Dass nicht nur die Bahn, sondern auch die Bürger für die Zustände verantwortlich sind, betont ein anderer Leser: Dass dieser Bahnhofs-Vorplatz so aussieht, wie er aussieht, liege ursächlich an denen, die Dreck und Abfälle jeglicher Art verursachen.

Ein Problem in allen öffentlichen Einrichtungen und Plätzen. „Wir, diese Egomanen-Gesellschaft, sind die Verursacher, wir, die wir verlernt haben, was es heißt, Anstand und Benehmen zu leben.“ Zivilcourage sei gefordert, damit öffentliche Einrichtungen trotz aller Mängel nicht zu öffentlichen Müllhalden verkommen.

„So unattraktiv sieht es in vielen Regionalbahnhöfen rund um Stuttgart aus“, meint ein anderer Leser.

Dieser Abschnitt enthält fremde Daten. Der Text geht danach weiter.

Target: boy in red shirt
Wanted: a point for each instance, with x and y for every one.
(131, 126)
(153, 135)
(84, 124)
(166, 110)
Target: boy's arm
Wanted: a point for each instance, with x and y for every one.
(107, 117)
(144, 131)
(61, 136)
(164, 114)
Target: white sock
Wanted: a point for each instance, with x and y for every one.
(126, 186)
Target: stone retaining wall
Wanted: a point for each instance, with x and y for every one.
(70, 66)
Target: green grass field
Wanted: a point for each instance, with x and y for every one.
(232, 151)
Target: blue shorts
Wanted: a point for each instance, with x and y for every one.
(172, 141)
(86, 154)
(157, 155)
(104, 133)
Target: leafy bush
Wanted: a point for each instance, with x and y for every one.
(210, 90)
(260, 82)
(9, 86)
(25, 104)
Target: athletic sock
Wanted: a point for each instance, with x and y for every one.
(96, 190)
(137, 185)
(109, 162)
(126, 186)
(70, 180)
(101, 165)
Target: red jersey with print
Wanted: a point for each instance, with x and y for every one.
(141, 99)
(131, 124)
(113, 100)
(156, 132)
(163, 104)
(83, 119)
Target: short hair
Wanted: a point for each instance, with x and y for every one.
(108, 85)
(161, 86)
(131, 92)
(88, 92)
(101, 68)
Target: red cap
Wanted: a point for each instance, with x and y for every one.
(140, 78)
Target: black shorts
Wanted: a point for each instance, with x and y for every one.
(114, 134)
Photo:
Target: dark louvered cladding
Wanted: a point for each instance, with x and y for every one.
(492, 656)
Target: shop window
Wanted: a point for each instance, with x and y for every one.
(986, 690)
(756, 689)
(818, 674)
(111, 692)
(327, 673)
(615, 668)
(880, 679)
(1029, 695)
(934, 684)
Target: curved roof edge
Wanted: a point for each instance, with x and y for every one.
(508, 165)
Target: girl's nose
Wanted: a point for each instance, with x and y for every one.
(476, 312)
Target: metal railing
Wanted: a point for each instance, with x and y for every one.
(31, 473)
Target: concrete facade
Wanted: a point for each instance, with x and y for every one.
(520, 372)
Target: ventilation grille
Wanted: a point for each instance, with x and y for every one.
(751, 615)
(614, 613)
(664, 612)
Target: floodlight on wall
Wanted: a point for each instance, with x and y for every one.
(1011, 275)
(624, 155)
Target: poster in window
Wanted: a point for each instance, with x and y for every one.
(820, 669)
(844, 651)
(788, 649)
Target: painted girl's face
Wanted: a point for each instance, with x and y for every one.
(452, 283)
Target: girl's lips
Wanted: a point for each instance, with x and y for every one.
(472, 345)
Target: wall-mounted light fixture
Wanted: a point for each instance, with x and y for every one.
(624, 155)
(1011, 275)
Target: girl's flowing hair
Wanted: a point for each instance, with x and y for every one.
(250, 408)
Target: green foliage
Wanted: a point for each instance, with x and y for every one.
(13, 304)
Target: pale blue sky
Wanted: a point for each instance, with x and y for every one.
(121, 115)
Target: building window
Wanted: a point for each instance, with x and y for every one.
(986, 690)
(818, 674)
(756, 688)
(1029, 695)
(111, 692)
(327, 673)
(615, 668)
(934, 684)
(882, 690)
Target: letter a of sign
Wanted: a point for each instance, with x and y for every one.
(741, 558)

Um einen Bahnhof in Schuss zu halten, müsse man Geld einsetzen und Personal, das auch präsent ist.

„Einfach komplett neu machen"

Das Thema Vandalismus am Bahnhof greift ein Leser in Facebook auf: Warum solle man immer alles neu machen, was gerade zerstört wurde, fragt er und rät: „Mal lassen, bis die Leute begreifen, dass man mit fremden Sachen sorgsam umgehen soll.“

„Einfach komplett neu machen. Das würde Waiblingen echt nicht schaden“, meint dagegen ein anderer Facebooknutzer. Bänke im Regen, Stehplätze ohne Schatten, beklagt eine Frau. Schade für alle, die sich am Waiblinger Bahnhof aufhalten oder durchreisen müssen, findet eine andere Facebook-Nutzerin die Zustände.

Das Problem seien ja nicht nur die Bänke, „es wäre auch toll, wenn die Aufzüge funktionieren würden“. Und alles, was erneuert wird, werde sinnlos wieder mutmaßlich gewaltsam zerstört wie das Häusle am Gleis 5.


Die Bahn ist zum Gespräch bereit

  • Nach dem Vorstoß der SPD-Fraktion im Gemeinderat sucht der Gemeinderat nun das direkte Gespräch mit den Verantwortlichen der Bahn.
  • Offen für ein Treffen auf dem Bahnhof oder eine Diskussion im Gemeinderat zeigt sich Bahnhofsmanager Nikolaus Hebding, der für 93 Stationen zuständig ist: Generell sei er um einen kurzen Draht bemüht, ließ er über einen Bahnsprecher ausrichten.
  • Im März hat der Gemeinderat den Bau eines Biketowers am Bahnhof beschlossen. Keine Mehrheit fand sich für den Verwaltungsvorschlag, im Zuge der Baumaßnahmen den unmodernen und unübersichtlichen Vorplatz umzubauen.